Low-dose combined exposure of carboxylated black carbon and heavy metal lead induced potentiation of oxidative stress, DNA damage, inflammation, and apoptosis in BEAS-2B cells

Highlights

• No significant changes in cell viability when exposed to carboxylated-BC or lead alone.

• Co-exposure of carboxylated-BC and lead could enhance oxidative stress, DNA damage, apoptosis, and inflammation.

• The activation of Caspase-3, Caspase-8 and caspase-9 was enhanced by the combination.

• Suggesting that ROS level was well correlated with MMP and apoptotic markers.

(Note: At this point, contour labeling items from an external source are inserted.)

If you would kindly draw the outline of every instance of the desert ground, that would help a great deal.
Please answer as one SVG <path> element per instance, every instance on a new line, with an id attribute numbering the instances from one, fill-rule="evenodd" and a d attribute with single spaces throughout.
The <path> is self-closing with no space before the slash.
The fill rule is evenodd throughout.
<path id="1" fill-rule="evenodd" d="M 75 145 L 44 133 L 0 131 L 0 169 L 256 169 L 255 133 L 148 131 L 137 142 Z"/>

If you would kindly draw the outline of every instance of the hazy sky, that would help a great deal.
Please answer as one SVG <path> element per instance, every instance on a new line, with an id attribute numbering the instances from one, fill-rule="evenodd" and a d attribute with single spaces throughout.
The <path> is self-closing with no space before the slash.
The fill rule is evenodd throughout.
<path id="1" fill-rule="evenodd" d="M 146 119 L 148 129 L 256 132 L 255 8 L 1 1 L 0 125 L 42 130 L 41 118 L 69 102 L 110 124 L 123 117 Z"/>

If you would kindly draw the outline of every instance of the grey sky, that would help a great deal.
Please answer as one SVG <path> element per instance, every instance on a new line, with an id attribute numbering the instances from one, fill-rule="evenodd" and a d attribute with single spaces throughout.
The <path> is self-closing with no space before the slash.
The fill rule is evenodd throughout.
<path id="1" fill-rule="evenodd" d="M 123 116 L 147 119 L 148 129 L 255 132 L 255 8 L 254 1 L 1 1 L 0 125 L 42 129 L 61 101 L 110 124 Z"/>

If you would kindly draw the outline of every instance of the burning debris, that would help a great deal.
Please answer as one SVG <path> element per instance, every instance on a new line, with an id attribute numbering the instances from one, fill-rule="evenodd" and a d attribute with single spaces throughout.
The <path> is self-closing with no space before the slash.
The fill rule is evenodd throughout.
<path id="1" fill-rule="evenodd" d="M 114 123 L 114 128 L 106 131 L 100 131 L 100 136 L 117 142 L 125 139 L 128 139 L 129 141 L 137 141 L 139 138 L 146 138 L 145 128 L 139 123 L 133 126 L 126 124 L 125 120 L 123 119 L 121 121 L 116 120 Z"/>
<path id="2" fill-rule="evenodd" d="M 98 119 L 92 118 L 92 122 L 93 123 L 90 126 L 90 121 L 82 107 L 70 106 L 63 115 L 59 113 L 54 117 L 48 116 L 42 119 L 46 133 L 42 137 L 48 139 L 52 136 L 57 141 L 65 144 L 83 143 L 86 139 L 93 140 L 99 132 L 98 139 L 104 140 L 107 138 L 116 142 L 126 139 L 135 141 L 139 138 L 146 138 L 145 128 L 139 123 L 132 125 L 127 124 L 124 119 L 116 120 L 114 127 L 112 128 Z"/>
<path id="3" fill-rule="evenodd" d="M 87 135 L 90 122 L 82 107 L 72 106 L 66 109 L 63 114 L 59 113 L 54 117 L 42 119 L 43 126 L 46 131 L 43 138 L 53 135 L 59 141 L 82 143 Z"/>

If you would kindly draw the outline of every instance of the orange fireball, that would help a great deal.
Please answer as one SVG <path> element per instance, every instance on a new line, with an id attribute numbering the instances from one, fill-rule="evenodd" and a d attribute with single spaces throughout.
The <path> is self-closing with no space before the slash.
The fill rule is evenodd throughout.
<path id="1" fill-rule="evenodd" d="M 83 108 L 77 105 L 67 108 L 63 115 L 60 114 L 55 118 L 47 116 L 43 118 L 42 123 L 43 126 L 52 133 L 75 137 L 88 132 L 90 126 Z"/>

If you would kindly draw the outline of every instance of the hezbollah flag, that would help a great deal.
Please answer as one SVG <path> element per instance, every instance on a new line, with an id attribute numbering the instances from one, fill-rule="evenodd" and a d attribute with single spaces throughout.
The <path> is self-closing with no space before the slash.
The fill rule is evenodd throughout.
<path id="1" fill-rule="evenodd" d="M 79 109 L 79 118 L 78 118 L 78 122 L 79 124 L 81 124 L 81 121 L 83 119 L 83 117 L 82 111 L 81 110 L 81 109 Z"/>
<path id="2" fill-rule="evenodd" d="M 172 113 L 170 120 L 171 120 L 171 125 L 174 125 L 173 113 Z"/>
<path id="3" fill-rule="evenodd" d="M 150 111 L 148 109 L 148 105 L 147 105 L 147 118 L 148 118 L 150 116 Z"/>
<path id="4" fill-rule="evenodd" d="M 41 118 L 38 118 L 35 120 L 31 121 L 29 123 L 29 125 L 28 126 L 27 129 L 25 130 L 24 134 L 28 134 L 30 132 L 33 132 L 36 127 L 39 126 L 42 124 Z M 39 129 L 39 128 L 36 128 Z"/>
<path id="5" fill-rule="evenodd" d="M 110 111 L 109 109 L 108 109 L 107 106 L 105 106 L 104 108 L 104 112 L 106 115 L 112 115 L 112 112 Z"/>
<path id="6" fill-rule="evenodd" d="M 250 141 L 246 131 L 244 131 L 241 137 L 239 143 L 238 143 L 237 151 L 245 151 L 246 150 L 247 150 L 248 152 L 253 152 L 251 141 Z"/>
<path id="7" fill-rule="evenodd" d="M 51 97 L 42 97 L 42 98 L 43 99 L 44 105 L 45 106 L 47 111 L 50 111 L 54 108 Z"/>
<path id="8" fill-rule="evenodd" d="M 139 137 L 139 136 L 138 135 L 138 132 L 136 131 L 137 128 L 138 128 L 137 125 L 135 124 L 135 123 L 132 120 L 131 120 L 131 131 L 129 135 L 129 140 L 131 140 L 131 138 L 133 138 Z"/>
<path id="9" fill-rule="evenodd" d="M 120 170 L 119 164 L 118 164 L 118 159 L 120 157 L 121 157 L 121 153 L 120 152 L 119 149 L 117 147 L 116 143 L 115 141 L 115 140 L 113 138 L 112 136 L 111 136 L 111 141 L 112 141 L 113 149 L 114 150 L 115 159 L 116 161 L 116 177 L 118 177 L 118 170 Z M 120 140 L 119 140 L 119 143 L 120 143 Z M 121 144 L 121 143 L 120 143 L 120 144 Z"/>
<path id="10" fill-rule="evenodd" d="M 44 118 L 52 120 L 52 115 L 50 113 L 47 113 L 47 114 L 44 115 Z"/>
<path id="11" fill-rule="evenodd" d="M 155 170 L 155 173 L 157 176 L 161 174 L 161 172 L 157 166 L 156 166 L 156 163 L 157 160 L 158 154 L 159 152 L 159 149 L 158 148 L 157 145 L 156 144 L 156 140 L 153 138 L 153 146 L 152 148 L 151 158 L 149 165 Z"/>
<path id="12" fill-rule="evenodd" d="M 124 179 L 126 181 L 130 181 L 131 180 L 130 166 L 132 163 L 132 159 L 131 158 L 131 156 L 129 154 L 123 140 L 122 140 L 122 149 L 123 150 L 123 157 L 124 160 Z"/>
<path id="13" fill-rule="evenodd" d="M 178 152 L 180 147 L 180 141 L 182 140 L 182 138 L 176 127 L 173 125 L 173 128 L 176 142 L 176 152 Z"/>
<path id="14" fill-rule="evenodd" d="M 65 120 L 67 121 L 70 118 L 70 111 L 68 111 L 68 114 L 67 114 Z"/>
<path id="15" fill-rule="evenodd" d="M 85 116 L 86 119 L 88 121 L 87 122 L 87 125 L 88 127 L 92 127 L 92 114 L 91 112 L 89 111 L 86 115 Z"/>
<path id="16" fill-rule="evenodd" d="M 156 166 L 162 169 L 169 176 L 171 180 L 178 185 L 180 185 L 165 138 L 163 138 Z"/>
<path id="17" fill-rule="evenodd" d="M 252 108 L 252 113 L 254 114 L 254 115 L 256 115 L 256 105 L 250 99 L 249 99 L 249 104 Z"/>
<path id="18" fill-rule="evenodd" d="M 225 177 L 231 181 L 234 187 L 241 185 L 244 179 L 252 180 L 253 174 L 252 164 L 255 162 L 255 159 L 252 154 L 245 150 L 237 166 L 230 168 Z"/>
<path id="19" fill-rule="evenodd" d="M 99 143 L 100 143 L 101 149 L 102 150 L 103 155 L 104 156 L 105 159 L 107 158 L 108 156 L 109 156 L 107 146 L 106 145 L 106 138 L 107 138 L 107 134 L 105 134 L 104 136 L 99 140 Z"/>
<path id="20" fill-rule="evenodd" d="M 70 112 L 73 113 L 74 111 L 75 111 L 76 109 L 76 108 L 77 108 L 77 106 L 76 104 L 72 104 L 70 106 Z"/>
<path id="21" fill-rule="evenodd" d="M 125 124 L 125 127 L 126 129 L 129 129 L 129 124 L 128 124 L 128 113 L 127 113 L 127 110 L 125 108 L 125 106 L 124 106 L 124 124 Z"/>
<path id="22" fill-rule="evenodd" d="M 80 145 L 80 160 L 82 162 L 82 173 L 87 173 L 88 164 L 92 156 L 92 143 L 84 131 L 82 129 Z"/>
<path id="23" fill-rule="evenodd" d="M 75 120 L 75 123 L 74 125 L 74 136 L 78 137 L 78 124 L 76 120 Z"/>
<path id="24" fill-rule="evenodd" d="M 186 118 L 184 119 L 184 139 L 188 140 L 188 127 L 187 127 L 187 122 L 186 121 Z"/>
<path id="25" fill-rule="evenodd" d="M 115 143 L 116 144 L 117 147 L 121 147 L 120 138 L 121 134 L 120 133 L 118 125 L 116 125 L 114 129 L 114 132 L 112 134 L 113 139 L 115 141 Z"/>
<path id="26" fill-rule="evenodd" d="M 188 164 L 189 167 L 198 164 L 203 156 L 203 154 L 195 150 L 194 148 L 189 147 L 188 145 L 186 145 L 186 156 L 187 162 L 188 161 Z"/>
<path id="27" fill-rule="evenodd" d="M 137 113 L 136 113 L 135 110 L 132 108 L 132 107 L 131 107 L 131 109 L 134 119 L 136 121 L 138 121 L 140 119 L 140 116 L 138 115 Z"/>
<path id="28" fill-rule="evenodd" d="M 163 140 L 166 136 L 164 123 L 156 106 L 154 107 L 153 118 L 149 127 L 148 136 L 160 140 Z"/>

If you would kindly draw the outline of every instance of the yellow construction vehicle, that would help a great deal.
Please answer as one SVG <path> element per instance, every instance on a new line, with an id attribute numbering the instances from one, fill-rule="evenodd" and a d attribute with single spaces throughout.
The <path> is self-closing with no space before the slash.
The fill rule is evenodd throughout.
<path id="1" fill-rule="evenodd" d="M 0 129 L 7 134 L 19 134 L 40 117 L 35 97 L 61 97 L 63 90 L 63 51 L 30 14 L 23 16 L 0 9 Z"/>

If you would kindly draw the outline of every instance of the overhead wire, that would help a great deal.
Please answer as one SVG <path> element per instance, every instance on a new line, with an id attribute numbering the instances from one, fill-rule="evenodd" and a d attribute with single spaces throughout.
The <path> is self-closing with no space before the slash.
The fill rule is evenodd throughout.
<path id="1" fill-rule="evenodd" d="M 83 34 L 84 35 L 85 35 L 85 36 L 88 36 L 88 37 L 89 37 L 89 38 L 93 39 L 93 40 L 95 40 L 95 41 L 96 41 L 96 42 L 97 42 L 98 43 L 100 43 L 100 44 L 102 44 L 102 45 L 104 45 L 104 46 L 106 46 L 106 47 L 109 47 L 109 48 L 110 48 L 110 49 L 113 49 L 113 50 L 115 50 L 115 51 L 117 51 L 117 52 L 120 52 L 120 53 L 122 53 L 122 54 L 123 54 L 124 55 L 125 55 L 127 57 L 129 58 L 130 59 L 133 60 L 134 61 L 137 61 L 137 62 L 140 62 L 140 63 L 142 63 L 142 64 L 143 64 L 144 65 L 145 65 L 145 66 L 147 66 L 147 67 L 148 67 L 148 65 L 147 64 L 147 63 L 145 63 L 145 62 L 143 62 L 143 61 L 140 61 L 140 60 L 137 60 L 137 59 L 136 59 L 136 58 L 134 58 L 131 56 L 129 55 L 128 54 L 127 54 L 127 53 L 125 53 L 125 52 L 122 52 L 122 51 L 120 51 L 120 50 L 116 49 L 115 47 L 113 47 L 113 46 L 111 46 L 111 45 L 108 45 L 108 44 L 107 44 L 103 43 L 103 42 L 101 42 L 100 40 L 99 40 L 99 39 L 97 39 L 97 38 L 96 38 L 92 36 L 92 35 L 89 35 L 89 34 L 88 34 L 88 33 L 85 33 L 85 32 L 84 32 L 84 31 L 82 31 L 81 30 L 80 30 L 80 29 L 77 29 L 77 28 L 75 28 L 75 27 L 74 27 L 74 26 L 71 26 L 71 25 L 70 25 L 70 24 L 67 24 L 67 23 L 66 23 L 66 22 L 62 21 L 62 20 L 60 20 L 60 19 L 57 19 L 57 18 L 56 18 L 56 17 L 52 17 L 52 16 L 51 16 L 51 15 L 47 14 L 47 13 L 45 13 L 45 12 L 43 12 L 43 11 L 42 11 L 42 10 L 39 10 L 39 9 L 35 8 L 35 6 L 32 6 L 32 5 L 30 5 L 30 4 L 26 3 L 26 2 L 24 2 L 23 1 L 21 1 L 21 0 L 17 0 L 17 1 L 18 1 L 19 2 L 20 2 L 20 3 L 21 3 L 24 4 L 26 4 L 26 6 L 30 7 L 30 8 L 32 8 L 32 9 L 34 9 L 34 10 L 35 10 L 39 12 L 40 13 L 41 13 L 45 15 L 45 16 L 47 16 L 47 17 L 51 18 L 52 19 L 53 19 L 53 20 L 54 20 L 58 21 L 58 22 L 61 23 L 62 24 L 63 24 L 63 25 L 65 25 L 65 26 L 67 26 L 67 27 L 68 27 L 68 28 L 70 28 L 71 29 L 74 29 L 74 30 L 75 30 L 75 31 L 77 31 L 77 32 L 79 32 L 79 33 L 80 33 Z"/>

• Synergistic or additive interactions were responsible for the combined toxicity.

Abstract

Black carbon (BC) and heavy metal lead (Pb), as typical components of atmospheric PM_2.5, have been shown to cause a variety of adverse health effects. However, co-exposure to BC and Pb may induce pulmonary damage by aggravating toxicity via an unknown mechanism. This study aimed to investigate the combined toxicity of carboxylated black carbon (c-BC) and lead acetate (Pb) on human bronchial epithelial cells (BEAS-2B) at the no-observed-adverse-effect level (NOAEL). Cells were exposed to c-BC (6.25 μg/mL) and Pb (4 μg/mL) alone or their combination, and their combined toxicity was investigated by focusing on cell viability, oxidative stress, DNA damage, mitochondrial membrane potential (MMP), apoptosis, and cellular inflammation. Factorial analyses were also used to determine the potential interactions between c-BC and Pb. The results suggested that the combination of c-BC and Pb could significantly increase the production of reactive oxygen species (ROS), malondialdehyde (MDA), and lactate dehydrogenase leakage (LDH) and decrease the activities of glutathione (GSH) and superoxide dismutase (SOD). The excessive oxidative stress could increase the levels of inflammatory cytokine IL-6 and TNF-α, and induce oxidative DNA damage and dissipation of MMP. Moreover, the results also suggested that the combined group could enhance the cellular apoptotic rate and the activation of apoptotic markers like caspase-3, caspase-8, and caspase-9. The factorial analysis further demonstrated that synergistic interaction was responsible for the combined toxicity of c-BC and Pb co-exposure. Most noticeably, the co-exposure of c-BC and Pb could induce some unexpected toxicity, even beyond the known toxicities of the individual compounds in BEAS-2B cells at the NOAEL.